At the end of the hearing, federal attorneys moved to dismiss the motion, saying they couldn’t return what they didn’t have. Bailey’s attorney asked the court to convert the motion into a civil damages claim against the government, but the court dismissed the motion yet again, finding that it had “completed [its] assigned responsibility by the remand” from the appeals court, in essence washing its hands of the matter.
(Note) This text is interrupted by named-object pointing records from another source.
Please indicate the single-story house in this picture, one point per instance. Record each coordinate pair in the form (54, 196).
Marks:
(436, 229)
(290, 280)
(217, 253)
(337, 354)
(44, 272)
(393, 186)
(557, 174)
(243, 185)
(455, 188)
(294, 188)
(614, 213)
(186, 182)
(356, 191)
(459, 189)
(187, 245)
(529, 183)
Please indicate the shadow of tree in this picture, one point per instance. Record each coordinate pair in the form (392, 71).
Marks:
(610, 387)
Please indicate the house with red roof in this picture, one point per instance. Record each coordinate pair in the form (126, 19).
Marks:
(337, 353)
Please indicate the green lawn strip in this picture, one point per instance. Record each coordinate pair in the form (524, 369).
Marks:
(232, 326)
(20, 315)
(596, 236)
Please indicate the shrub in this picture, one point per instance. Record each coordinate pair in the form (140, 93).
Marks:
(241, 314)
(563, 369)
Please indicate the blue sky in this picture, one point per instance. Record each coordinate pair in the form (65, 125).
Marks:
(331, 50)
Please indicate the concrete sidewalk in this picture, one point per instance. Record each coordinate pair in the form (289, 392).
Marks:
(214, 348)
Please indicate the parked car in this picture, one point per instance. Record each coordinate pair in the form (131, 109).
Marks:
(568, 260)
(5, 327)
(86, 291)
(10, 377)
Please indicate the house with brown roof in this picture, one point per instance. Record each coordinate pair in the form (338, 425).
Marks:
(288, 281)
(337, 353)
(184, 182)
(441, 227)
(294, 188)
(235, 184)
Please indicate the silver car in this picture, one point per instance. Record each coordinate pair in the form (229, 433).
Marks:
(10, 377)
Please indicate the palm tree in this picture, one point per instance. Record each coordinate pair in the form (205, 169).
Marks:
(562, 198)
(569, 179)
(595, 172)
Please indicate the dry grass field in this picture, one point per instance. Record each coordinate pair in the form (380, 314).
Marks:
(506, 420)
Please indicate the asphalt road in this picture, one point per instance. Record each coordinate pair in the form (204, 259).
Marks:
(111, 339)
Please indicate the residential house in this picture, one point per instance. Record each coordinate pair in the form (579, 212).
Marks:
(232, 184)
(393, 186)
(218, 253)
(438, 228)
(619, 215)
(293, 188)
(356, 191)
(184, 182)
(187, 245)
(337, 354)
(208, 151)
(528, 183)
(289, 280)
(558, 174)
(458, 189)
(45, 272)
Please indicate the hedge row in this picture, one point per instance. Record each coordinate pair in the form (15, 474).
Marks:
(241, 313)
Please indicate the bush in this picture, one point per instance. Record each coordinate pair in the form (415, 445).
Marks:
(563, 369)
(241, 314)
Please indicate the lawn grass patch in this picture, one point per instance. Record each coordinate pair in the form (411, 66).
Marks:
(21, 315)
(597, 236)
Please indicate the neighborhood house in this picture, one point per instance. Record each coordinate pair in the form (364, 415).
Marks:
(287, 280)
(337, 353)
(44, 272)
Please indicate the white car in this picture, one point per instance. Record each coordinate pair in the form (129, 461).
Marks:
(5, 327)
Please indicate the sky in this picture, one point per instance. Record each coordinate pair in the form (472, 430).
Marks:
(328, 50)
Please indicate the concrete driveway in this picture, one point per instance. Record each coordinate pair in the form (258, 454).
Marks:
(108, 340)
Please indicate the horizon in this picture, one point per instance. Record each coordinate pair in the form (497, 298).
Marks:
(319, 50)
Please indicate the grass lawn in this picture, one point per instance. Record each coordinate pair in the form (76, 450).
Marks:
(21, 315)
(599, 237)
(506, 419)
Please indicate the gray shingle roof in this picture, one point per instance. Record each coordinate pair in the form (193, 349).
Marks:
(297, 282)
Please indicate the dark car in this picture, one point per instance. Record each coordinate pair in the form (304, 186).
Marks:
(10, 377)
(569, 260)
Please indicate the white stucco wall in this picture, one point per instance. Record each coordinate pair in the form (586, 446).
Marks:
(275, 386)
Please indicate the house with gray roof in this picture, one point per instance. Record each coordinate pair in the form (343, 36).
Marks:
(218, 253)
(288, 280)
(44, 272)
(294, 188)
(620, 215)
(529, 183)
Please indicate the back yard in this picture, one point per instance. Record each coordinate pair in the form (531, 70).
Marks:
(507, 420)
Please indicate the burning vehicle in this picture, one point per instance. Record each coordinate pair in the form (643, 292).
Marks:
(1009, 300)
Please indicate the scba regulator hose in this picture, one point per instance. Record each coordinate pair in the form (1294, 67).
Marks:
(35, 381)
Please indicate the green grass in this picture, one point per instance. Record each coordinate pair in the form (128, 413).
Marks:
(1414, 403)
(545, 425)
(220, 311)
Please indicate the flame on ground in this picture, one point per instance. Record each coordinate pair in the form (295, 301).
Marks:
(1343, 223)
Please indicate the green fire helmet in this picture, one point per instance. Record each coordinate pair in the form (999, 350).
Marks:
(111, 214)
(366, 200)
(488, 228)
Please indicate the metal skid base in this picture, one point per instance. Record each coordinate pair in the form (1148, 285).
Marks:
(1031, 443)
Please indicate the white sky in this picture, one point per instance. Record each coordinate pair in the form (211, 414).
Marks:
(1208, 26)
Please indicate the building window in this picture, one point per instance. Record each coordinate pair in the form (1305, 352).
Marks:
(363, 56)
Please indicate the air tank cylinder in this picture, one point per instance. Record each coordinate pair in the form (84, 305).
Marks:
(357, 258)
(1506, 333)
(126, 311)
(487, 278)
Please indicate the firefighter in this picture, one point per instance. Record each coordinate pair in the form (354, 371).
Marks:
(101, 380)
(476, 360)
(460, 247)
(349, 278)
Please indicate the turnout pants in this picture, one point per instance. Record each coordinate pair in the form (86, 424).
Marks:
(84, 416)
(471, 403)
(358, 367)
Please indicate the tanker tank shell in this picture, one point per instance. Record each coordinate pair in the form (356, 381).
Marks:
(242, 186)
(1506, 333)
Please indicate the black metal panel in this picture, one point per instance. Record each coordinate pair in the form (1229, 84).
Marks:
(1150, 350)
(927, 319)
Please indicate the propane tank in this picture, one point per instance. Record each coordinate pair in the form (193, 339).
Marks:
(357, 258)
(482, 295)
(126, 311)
“One has the sense that the district court was not enthusiastic about this case,” wrote Washington D.C. attorney Matthew G. Kaiser in a blog post about the decision.

 

Just One More Appeal

Keeping this courtroom volley in play, Bailey appealed again, and again the 8th Circuit reversed the district court. This time, it cited a 2001 case in which the federal government accidentally threw away a defendant’s pickup truck and waterbed, and the defendant was granted a claim for the fair market value of the items. It found that the district court abused its discretion in denying Bailey’s request to convert the motion to a damages claim. The court’s decision means that Bailey can bring a civil suit against the government for repayment of the $2000 he had on him when he was arrested, as well as the current market value of his other property. It’s doubtful that his now 10-year-old cell phone will garner much in the way of reparations.

Though the question of where Bailey’s belongings went may never be answered, his case may help make sure that a defendant’s property can’t simply fall between the cracks of the criminal justice system.

“It’ll encourage police to keep better track of criminal property while it’s in police custody and prevent loss and theft, which maintains the integrity of the system,” said New York City attorney Allison Hobbs.